WASHINGTON — Walter Reed Army Medical Center, the Army’s flagship hospital where privates to presidents have gone for care, is closing its doors after more than a century.

Hundreds of thousands of the nation’s war wounded from World War I to today have received treatment at Walter Reed, including 18,000 troops who served in Iraq and Afghanistan.

President Dwight Eisenhower died there. So did Gens. John J. Pershing and Douglas MacArthur.

It’s where countless celebrities, from Bob Hope to quarterback Tom Brady, have stopped to show their respect to the wounded. Through the use of medical diplomacy, the center also has tended to foreign leaders.

The storied hospital, which opened in 1909, was scarred by a 2007 scandal about substandard living conditions on its grounds for wounded troops in outpatient care and the red tape they faced. It led to improved care for the wounded, at Walter Reed and throughout the military. By then, however, plans were moving forward to close Walter Reed’s campus.
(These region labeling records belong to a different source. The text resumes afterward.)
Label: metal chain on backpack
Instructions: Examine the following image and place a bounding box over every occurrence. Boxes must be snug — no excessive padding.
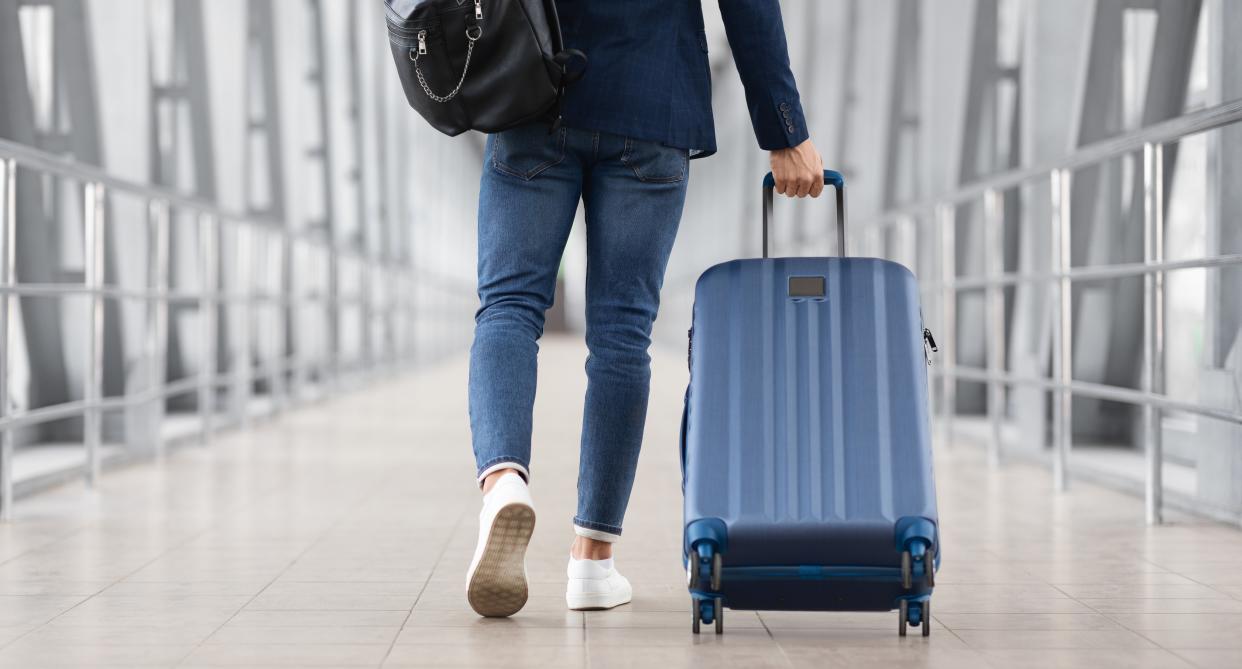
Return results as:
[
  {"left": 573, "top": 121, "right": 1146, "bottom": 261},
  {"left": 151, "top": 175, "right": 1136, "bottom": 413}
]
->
[{"left": 410, "top": 26, "right": 483, "bottom": 103}]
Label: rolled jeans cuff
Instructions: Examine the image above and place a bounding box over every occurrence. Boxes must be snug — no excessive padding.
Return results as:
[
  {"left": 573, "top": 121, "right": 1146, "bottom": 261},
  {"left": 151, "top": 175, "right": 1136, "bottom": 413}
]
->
[
  {"left": 574, "top": 518, "right": 621, "bottom": 544},
  {"left": 477, "top": 459, "right": 530, "bottom": 488}
]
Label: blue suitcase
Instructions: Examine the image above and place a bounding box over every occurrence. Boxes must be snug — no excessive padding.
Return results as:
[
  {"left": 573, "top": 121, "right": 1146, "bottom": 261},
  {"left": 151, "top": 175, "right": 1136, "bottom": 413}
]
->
[{"left": 681, "top": 171, "right": 940, "bottom": 635}]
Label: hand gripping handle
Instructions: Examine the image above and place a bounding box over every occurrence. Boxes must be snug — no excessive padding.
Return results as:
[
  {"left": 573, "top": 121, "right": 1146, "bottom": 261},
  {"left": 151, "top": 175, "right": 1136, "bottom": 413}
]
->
[{"left": 764, "top": 170, "right": 846, "bottom": 258}]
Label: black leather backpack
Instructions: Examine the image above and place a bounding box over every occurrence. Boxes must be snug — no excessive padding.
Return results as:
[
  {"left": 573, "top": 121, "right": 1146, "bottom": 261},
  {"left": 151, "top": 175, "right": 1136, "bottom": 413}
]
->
[{"left": 385, "top": 0, "right": 586, "bottom": 135}]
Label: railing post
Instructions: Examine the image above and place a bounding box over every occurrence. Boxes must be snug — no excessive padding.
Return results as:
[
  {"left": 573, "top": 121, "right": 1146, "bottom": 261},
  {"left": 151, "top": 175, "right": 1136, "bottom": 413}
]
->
[
  {"left": 268, "top": 233, "right": 293, "bottom": 412},
  {"left": 1143, "top": 144, "right": 1164, "bottom": 525},
  {"left": 147, "top": 201, "right": 171, "bottom": 460},
  {"left": 229, "top": 225, "right": 256, "bottom": 427},
  {"left": 82, "top": 184, "right": 106, "bottom": 487},
  {"left": 0, "top": 160, "right": 17, "bottom": 523},
  {"left": 935, "top": 204, "right": 958, "bottom": 447},
  {"left": 984, "top": 189, "right": 1005, "bottom": 468},
  {"left": 320, "top": 243, "right": 342, "bottom": 395},
  {"left": 1051, "top": 169, "right": 1073, "bottom": 492},
  {"left": 197, "top": 213, "right": 220, "bottom": 444}
]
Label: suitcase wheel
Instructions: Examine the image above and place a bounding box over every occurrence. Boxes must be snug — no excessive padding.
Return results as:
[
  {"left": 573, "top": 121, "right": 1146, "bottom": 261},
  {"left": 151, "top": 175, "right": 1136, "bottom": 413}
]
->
[
  {"left": 897, "top": 599, "right": 932, "bottom": 637},
  {"left": 691, "top": 597, "right": 724, "bottom": 634},
  {"left": 686, "top": 546, "right": 724, "bottom": 592}
]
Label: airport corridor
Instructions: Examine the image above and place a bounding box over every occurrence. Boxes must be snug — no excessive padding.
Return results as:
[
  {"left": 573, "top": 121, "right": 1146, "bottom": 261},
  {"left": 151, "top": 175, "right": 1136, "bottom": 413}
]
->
[{"left": 0, "top": 336, "right": 1242, "bottom": 669}]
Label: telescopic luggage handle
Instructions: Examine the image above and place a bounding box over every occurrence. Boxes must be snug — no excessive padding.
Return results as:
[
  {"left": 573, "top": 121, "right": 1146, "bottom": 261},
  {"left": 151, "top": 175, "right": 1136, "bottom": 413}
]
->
[{"left": 764, "top": 170, "right": 846, "bottom": 258}]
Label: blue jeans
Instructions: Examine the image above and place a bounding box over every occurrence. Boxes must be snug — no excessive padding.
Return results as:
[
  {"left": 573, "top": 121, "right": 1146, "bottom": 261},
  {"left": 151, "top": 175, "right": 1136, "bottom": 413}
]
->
[{"left": 469, "top": 124, "right": 689, "bottom": 541}]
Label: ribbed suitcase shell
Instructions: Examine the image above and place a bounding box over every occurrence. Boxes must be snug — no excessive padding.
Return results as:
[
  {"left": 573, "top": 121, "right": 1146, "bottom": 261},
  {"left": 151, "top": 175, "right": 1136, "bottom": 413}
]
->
[{"left": 682, "top": 258, "right": 938, "bottom": 611}]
Two years earlier, a government commission, noting that Walter Reed was showing its age, voted to close the facility and consolidate its operations with the National Naval Medical Center in Bethesda, Md., and a hospital at Fort Belvoir, Va., to save money.

Former and current patients and staff members will say goodbye at a ceremony Wednesday on the parade grounds in front of the main concrete and glass hospital complex. Most of the moving will occur in August. On Sept. 15, the Army hands over the campus to the new tenants: the State Department and the District of Columbia. The buildings on campus deemed national historic landmarks will be preserved; others probably will be torn down. The city is expected to develop its section for retail and other uses.

“For many of the staff members, even though they know that this is the future of the military health system, in a way, it’s still like losing your favorite uncle, and so there is a certain amount of mourning that is going on and it is an emotional time,” said Col. Norvell Coots, commander of the Walter Reed Health Care System.

The new facility will be called the Walter Reed National Military Medical Center. It will consolidate many of Walter Reed’s current offerings with the Navy hospital.